Nicht nur mikro-, sondern auch makroökonomisch sieht es derzeit nicht gerade ermutigend aus. Der Ifo-Geschäftsklimaindex ist im Juni auf 97,4 Punkte gefallen. Das ist der niedrigste Stand sein November 2014. Die Erwartungen der rund 9000 befragten Unternehmen befinden sich ebenfalls im Rückwärtsgang. In anderen Ländern sieht es nicht besser aus. So fiel in China das Wirtschaftswachstum im zweiten Quartal 2019 auf den niedrigsten Wert der vergangenen 27 Jahre. Unter dem Strich lädt die Weltwirtschaft derzeit nicht zum Jubeln ein, jedoch scheint dies die Aktienmärkte derzeit in ihrem Stimmungshoch nicht zu stören.

Stimmungswandel absehbar

Doch es wird über kurz oder lang der Punkt kommen, an dem die niedrigen oder negativen Zinsen nicht nur als Treibstoff für die Aktienmärkte gesehen werden, sondern auch als Zeichen eines rückläufigen Wirtschaftswachstums. Das lässt dann nicht nur bei BASF und Daimler die Gewinne schrumpfen, sondern dürfte dann auch an den Aktienmärkten nicht spurlos vorübergehen.

Schon im vierten Quartal 2018 haben Ängste vor einer Rezession die Börsen einbrechen lassen. Wenn die Marktteilnehmer ihre Zins-Interpretation wieder einmal ändern, kann sich das schnell wiederholen.
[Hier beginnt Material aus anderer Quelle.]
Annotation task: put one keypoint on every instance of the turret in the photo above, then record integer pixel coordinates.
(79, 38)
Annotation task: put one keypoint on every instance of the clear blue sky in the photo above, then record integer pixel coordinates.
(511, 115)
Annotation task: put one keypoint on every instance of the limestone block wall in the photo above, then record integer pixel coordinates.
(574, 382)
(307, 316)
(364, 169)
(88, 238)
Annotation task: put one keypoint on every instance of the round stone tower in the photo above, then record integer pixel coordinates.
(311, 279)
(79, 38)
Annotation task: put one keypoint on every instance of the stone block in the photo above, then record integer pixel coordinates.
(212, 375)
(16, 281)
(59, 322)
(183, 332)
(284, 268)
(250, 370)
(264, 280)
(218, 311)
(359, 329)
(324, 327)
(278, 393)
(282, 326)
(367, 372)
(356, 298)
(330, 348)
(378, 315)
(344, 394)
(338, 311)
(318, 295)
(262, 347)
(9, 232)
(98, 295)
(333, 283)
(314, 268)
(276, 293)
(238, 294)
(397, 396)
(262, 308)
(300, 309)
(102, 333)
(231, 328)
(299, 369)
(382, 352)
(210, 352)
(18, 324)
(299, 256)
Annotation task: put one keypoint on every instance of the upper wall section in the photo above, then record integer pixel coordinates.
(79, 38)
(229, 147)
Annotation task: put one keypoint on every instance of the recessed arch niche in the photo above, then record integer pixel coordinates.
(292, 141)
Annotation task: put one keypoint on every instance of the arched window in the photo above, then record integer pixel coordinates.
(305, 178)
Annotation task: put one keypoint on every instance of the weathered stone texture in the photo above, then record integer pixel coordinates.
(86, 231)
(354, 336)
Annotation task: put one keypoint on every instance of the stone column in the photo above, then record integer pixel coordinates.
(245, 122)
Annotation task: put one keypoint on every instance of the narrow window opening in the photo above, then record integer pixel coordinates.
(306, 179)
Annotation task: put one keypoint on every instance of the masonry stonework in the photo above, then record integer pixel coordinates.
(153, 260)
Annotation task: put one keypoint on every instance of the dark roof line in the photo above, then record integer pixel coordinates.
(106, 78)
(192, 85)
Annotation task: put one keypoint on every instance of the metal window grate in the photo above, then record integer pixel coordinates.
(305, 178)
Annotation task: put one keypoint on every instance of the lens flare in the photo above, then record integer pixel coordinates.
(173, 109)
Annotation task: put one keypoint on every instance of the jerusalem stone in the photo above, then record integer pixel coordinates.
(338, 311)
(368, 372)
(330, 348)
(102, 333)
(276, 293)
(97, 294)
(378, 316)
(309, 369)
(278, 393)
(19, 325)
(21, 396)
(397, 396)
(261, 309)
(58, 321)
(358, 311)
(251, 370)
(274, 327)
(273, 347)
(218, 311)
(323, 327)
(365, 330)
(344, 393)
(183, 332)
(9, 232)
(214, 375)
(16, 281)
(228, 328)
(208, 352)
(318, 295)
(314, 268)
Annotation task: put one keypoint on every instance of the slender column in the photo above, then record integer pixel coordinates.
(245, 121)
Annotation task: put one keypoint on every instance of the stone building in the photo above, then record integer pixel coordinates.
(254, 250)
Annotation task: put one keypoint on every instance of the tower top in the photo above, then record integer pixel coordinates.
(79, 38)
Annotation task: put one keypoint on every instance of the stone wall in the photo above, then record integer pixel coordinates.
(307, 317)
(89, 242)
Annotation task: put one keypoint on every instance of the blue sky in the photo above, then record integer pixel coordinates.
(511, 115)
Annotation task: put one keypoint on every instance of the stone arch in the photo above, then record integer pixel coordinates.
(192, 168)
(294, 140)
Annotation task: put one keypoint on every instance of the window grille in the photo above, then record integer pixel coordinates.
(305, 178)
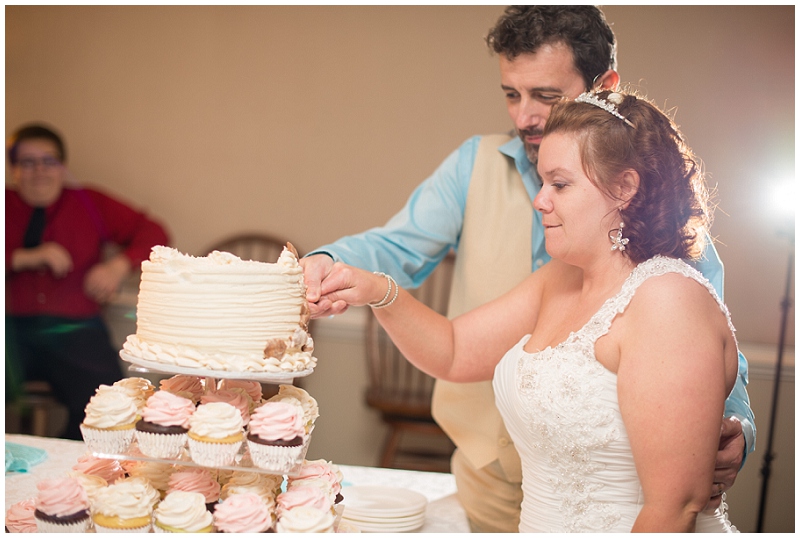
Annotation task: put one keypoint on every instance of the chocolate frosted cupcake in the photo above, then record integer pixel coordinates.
(165, 420)
(275, 436)
(61, 506)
Dann dürfte auch hinter der vermeintlichen Alternativlosigkeit von Aktien wieder ein dickes Fragezeichen stehen.

Somit sollten Anleger nicht vergessen, ihre Aktienbestände etwas zu reduzieren und Liquidität aufzubauen, um bei einer anstehenden Korrektur preisgünstiger zukaufen zu können. Als Alternative kommen Absicherungsgeschäfte infrage, deren Kosten momentan aufgrund der niedrigen Volatilitäten überschaubar sind.

Comeback von Gold

Dass sich nicht nur mit Aktien Geld verdienen lässt, hat in den vergangenen Monaten außerdem Gold gezeigt. Das Edelmetall ist auf den höchsten Stand seit sechs Jahren gestiegen. Eigentlich war die Gold-Rally schon länger überfällig. Auch hier dreht sich alles um die Zinsen – in diesem Fall jedoch zu Recht. So niedrig waren die Opportunitätskosten für das Edelmetall schon lange nicht mehr.